Brazil is a republic of the South American continent, a major industrial country, producing aircraft, armaments, automobiles, nuclear power, and steel as well as many consumer commodities. In addition, Brazil is mineral rich in gold, iron ore, aluminum, bauxite, manganese, mica, and other minerals, including precious stones. Brazilian agrocorporations export bananas, coffee, cotton, oranges, sugar, tea, tobacco, and beef products, among other things.

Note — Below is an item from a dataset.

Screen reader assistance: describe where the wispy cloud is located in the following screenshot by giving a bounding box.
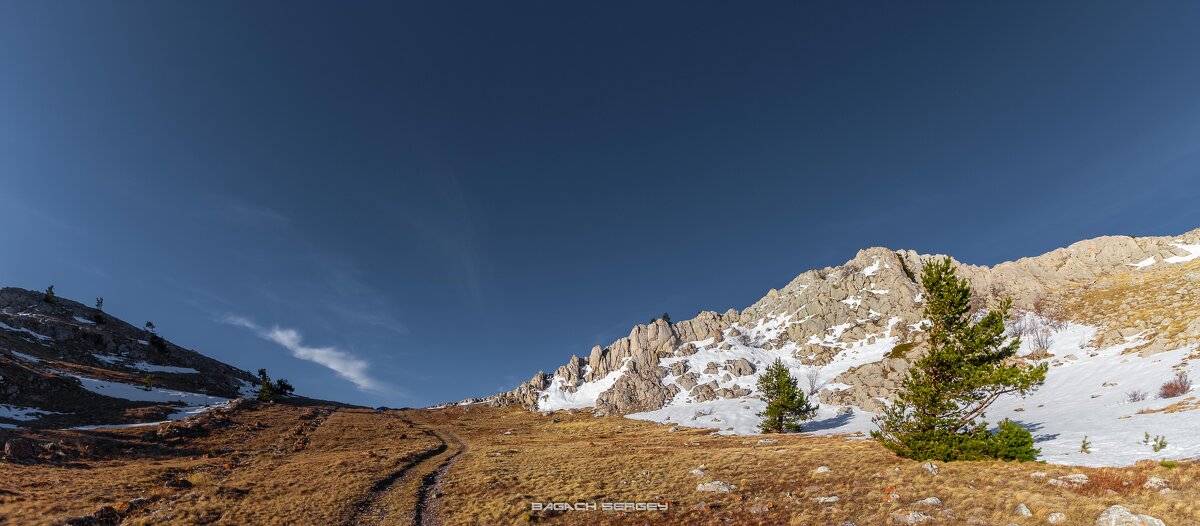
[221,316,388,391]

Having 3,286,426 square miles of territory, Brazil is located between 40.5 degrees to 70.5 degrees longitude. The latitude from the equator (traveling north) reaches 10.5 degrees from the equator (traveling south) to 50.25 degrees latitude. The North Atlantic Ocean comprises most of Brazil’s northern border, stretching (west to east) from the state of Amapa to the state of Paraiba. Traveling west from Amapa, Brazil’s northern border touches French Guiana, Surinam, Guyana, Venezuela, Colombia, and Peru.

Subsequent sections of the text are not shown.